Castiel studies the can opener with the same rapt attention he gives to ancient texts. Lifting it up to eye level, he sights along it as if it were the barrel of a gun-then slams it down exactly on the edge of the can, spinning the crank with two fingers and sending the can into a rapid rotation until the lid pops free. He inverts the can into a bowl, applies the opener to the bottom, and removes that lid as well before pulling the can up with a quick flick of his wrist. A ruby-red cylinder of cranberry sauce stands quivering in the exact center of the bowl.
Silence.
“Show-off,” Bobby mutters at last, reversing his wheelchair and once again failing to run over Castiel’s shoes despite his best efforts. “Dinner better be ready in an hour!”
/-/-/
Dean stretches his legs out in front of him with a sigh.

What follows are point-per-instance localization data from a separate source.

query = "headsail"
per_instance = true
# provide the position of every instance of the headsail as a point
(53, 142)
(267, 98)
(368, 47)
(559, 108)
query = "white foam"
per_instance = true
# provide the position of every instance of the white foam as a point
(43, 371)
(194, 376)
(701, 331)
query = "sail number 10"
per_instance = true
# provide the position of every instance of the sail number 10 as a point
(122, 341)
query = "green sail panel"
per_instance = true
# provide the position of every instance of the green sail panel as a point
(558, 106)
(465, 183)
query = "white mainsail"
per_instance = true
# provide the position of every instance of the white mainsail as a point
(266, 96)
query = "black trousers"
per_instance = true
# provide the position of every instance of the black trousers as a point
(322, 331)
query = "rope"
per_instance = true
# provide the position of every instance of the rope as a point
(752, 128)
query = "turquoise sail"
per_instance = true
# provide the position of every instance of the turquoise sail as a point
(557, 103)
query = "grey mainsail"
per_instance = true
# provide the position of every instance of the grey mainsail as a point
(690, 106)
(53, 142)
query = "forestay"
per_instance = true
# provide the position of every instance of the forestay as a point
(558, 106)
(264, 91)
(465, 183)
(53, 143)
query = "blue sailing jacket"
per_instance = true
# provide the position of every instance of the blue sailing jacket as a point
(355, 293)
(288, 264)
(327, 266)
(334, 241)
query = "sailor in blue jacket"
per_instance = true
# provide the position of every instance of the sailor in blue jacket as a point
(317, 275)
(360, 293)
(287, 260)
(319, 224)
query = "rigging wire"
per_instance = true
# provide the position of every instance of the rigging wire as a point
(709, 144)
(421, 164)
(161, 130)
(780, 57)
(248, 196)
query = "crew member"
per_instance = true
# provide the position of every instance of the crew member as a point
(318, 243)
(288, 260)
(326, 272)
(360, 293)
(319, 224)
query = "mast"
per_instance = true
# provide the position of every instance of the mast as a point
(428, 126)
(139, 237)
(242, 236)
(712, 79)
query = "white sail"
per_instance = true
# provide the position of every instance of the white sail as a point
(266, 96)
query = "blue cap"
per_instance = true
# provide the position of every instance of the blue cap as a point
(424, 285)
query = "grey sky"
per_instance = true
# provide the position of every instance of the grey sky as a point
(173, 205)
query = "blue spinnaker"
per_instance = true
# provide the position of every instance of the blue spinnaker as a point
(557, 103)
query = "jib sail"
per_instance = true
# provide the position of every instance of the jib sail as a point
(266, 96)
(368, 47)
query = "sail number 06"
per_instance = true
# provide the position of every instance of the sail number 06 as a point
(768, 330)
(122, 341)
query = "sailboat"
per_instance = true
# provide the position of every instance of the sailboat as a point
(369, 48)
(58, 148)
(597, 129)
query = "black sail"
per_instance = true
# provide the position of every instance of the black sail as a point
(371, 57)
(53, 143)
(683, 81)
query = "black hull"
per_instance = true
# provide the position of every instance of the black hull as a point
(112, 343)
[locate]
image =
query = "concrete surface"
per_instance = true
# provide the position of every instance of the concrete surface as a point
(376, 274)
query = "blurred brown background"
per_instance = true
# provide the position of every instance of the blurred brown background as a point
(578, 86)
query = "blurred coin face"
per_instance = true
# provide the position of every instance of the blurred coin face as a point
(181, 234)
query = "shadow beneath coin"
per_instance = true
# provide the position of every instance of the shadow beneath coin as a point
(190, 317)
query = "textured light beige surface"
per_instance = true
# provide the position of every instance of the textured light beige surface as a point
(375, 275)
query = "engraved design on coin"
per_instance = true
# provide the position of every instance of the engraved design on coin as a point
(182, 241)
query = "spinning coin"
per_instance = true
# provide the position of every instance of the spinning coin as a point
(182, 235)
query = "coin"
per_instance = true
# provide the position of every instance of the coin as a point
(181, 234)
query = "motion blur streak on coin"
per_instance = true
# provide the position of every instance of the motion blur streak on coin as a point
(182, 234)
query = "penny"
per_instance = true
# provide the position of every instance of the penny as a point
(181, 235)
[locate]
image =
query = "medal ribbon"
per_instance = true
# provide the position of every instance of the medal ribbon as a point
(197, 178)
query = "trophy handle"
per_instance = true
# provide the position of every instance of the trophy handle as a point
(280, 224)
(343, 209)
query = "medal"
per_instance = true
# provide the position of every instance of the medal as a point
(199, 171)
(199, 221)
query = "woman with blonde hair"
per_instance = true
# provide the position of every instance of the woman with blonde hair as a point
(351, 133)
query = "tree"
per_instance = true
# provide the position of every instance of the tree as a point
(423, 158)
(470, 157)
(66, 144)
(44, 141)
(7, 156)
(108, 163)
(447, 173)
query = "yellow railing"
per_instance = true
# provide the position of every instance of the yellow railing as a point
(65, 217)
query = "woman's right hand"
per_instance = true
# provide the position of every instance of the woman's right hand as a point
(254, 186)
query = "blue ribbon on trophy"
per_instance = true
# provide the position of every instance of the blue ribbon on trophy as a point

Life is good at the moment-and yeah, maybe only for this moment, but he’s learned through hard experience to savor these brief time-outs from the Apocalyptic shitstorm. Dinner was pretty good, even if it wasn’t anything Martha Stewart would’ve moistened her silkies over. Contrary to Bobby’s dire predictions, the turkey slices had turned out surprisingly tasty. Cas had whipped the sodden mess of instant mashed potatoes into light fluffiness, and Sam’s prissy addition of steamed asparagus had been rescued from hopeless wholesomeness by dumping a big hunk of butter on it. (“You just ruined the one healthy dish we had, Dean!” “Hey, loosen up, Samantha. Vitamins’re still gonna be there under the butter.”)
Adding even more to the evening’s enjoyment is the entertaining spectacle of Sam trying to decorate a small live tree with ancient Christmas lights he’s found in Bobby’s attic. Sam is assisted by Castiel, whose role appears to be observing closely as Sam keeps shocking himself with wires that end up exposed when the cracked insulation flakes off.
“Ow! Goddamn-I mean, goshdarn it! Shut up, Dean, this isn’t funny!”
“Nah, it’s not funny; it’s freaking hilarious!”
“Hey, if you think you can do a better job-”
Castiel picks up two strings of lights, examining them closely. “I believe I’ve located the problem.”
“No, Cas, don’t touch those wires together!”
Too late. A fountain of gold and green sparks shoots up from Castiel’s hands, and the entire house immediately plunges into darkness, accompanied by the acrid scent of overheated metal.
“We under attack, boys?” Bobby shouts from the back room.
“No, Bobby, it’s just us and the Christmas lights-I think we blew a fuse.”
That’s all that’s needed for Bobby to let out a string of expletives expounding on the relative IQs of idiot Winchester boys and their crackpot angel companions.
Dean would be amused under normal circumstances, but he has more immediate concerns. “Cas! Cas, are you all right?”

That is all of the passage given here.